Rules of engagement
“There are four men on the roof,” a soldier said. “You can’t see them anymore. They just ducked away as we got here.”
"They have a little bunker up there," he continued. "You can't see it from here, but it has sand bags and sniper nettings around it."
"What are you going to do?" I said.
"Nothing," he said. "It's a mosque."
"They're violiting curfew," I said, "and stalking us in the dark from a militarized mosque. And you aren't going to do anything?"
"Our rules of engagement say we can't interfere in any way with a mosque unless they are shooting at us, " he said.
Michael J. Totten reports from Iraq
Rules of engagement- No mandate to use deadly force until deadly force has been acted against you!
In times of conflict, being second on the trigger usually gets you killed.

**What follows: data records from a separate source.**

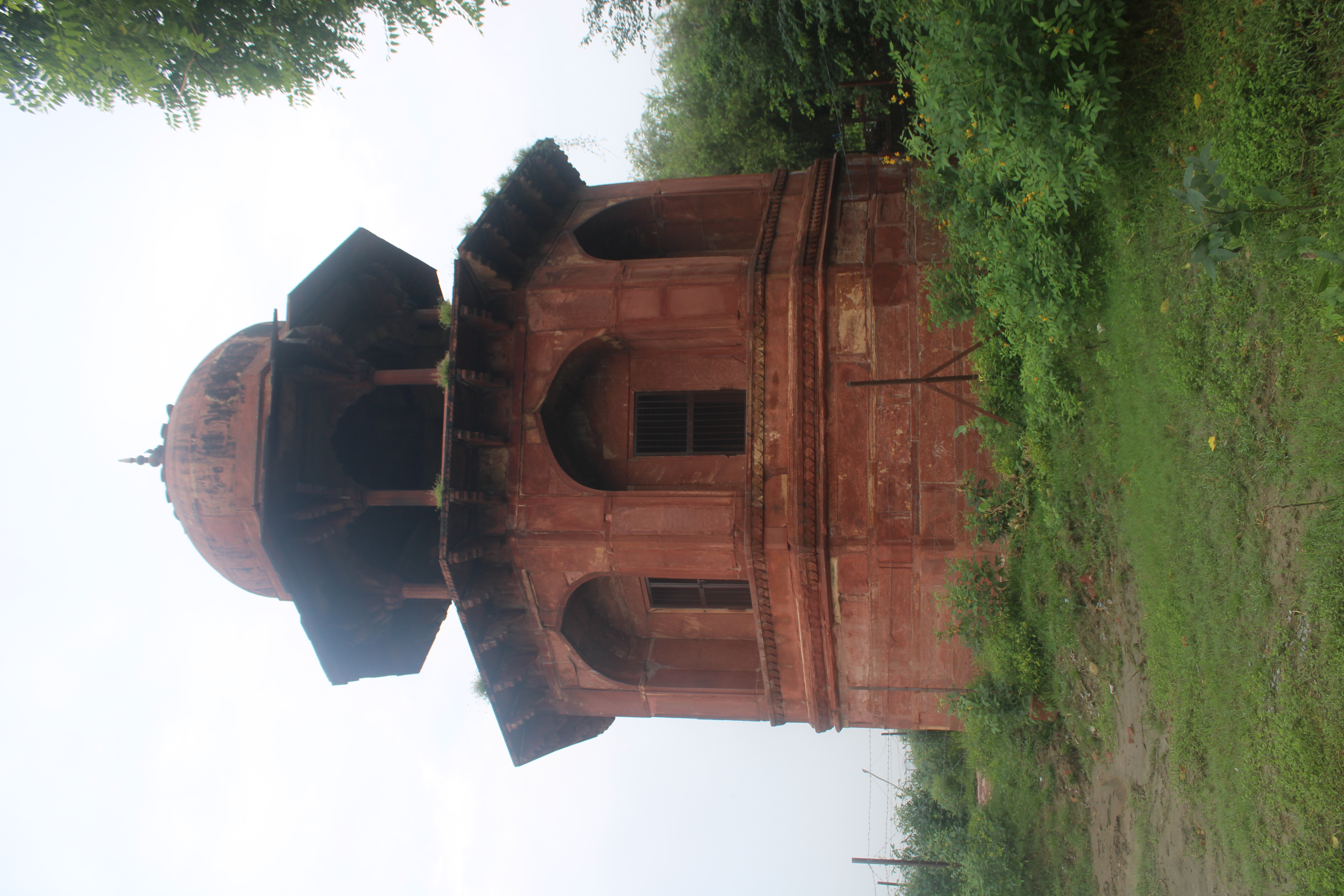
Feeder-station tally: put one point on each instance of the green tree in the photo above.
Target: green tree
(177, 53)
(747, 85)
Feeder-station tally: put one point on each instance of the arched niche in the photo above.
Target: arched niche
(612, 629)
(580, 425)
(673, 226)
(627, 420)
(601, 629)
(390, 439)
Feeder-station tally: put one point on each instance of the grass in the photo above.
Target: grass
(1243, 594)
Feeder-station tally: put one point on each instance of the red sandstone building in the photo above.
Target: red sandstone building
(659, 495)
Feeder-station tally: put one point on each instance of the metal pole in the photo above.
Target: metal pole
(905, 863)
(915, 690)
(963, 378)
(878, 777)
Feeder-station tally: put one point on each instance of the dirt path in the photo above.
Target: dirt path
(1146, 839)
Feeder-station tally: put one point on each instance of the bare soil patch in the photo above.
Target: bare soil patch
(1146, 838)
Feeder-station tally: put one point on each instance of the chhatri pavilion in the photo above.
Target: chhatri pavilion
(624, 449)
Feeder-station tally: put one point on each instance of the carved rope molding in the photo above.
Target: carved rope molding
(756, 481)
(811, 398)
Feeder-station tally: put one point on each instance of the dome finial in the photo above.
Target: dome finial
(154, 457)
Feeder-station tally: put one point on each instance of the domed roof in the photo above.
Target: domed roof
(214, 456)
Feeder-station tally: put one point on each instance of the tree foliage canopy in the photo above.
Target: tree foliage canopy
(177, 53)
(747, 85)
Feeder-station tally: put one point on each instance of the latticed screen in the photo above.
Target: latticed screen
(710, 594)
(691, 422)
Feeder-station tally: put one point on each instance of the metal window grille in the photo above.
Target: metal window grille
(709, 594)
(690, 422)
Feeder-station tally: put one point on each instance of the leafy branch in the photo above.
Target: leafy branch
(1213, 209)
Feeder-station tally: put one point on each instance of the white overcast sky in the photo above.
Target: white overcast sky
(163, 733)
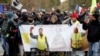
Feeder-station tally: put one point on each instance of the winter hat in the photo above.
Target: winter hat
(74, 15)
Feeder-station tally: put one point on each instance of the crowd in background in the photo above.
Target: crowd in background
(10, 20)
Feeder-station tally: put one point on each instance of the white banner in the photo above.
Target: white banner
(16, 4)
(58, 36)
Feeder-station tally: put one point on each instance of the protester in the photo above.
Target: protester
(74, 17)
(12, 36)
(93, 29)
(76, 41)
(41, 41)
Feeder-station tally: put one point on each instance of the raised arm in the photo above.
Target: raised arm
(31, 34)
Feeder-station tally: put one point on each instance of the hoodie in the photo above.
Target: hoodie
(93, 28)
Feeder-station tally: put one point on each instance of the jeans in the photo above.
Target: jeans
(93, 49)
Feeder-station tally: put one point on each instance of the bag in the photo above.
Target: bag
(84, 44)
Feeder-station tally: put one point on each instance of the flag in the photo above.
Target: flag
(93, 5)
(1, 8)
(16, 4)
(78, 8)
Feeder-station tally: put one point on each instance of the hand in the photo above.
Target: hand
(31, 28)
(86, 20)
(15, 31)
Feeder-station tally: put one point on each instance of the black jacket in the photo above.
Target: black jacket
(93, 31)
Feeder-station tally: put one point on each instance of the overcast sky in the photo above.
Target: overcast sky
(62, 0)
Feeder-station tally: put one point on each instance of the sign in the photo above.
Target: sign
(16, 4)
(58, 36)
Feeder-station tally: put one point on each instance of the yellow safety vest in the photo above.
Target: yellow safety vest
(41, 45)
(76, 40)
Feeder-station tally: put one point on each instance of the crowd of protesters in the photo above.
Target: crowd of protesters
(9, 22)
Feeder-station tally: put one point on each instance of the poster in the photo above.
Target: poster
(16, 4)
(58, 36)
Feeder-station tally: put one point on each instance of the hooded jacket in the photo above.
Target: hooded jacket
(93, 28)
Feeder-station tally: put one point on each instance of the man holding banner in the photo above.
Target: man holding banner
(93, 29)
(42, 45)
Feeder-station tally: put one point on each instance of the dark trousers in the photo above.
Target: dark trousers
(13, 48)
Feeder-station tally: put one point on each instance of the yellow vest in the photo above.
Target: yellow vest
(41, 45)
(76, 40)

It's really scary that police forces in USA, Sweden and other western countrys has the ability and mandate to use deadly force when nessescary- and our troops in foreign hostile environments has not. Just you try to go around with a AK-47 on a street in Stockholm or New York, and see how long it would take before some law officer would cap your ass. You just try to build a snipers nest on a "holy site" in the west.
But our troops has to wait for taking fire, or somebody getting shot before acting on threats...
1 Comments:
Good post. Thanks for "birddogging" that blog -- I linked to it.